Auschwitz-Birkenau , domenica, 14. agosto, 2016 10:00 (ACI Stampa).
Il suo nome da radioamatore è SP3RN. Ma tutti lo conoscono come San Massimiliano Kolbe, il “prete cattolico” morto ad Auschwitz il 14 agosto di 75 anni fa. “Un martire dell’amore”, disse di lui Paolo VI, quando lo beatificò nel 1971. “Un apostolo dei nuovi media”, lo ha descritto padre Marco Tasca, ministro generale dei Minori conventuali, quando Papa Francesco è andato ad Auschwitz e si è fermato in preghiera nella cella dove padre Kolbe morì.
Eppure, quella sigla da radioamatore racconta una storia che merita di essere raccontata. È stata messa in disparte dall’eccezionalità della vita, da quella scelta di prendere il posto di uno dei condannati nel campo perché aveva famiglia, dal modo in cui ha affrontato il martirio, confortando e consolando tutti gli altri condannati, fino alle parole dette al carceriere che gli diede la morte con una iniezione letale dopo che la fame e la sete non lo riuscivano a stroncare, a lui, pure debole, senza un polmone e malato di tisi: “Lei non ha capito niente della vita… l’odio non serve a niente… solo l’amore crea”.
In quella sigla c’è l’essenza di una vita fatta per l’evangelizzazione. Una evangelizzazione viva, portata avanti attraverso i moderni mezzi di comunicazione. Aveva avuto una apparizione della Madonna quando aveva dieci anni, e da allora si era impegnato moltissimo a portare avanti questo carisma. Una rivista da lui fondata, “Il Cavaliere dell’Immacolata”, raggiunse presto la diffusione di 1 milione di copie.
E allora trasportò la sua esperienza da missionario in Giappone. Nel 1927, vicino Varsavia, aveva fondato Niepokalanow, la “Città dell’Immacolata”, che divenne presto uno dei più grandi conventi di Europa, con quasi mille frati a popolarlo. Fece lo tesso in Giappone, dove arrivò nel 1930 e fondò il conventò-città Mugenzai no Sono (“Giardino dell’Immacolata”), con una versione in giapponese della rivista.

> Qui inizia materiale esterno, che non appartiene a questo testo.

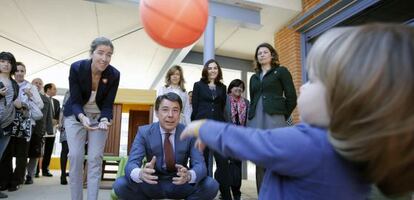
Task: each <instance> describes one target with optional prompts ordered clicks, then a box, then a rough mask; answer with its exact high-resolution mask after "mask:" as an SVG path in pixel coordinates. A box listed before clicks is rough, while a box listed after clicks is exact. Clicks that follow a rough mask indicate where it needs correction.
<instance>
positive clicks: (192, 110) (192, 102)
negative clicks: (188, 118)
mask: <svg viewBox="0 0 414 200" xmlns="http://www.w3.org/2000/svg"><path fill="white" fill-rule="evenodd" d="M187 94H188V103H189V104H190V109H189V111H188V112H189V113H190V121H191V114H192V113H193V91H188V93H187Z"/></svg>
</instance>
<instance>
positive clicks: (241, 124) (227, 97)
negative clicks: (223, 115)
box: [224, 96, 250, 126]
mask: <svg viewBox="0 0 414 200" xmlns="http://www.w3.org/2000/svg"><path fill="white" fill-rule="evenodd" d="M241 98H243V100H244V103H245V104H246V119H245V121H244V124H241V125H242V126H246V123H247V118H248V116H249V103H250V102H249V100H247V99H246V98H244V97H241ZM230 106H231V105H230V97H229V96H227V100H226V107H225V112H224V119H225V120H226V122H230V123H233V121H232V119H231V107H230Z"/></svg>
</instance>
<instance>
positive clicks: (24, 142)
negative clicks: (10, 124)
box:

Giovanni Paolo II visitò questo convento durante il suo viaggio in Giappone nel 1981. Ai frati che popolavano il convento, San Giovanni Paolo II ricordò che padre Kolbe “quando arrivò in Giappone nel 1930, egli volle immediatamente realizzare, in un ambiente giapponese, ciò che aveva scoperto come sua missione speciale: promuovere la devozione alla Vergine ed essere strumento di evangelizzazione attraverso la parola stampata”.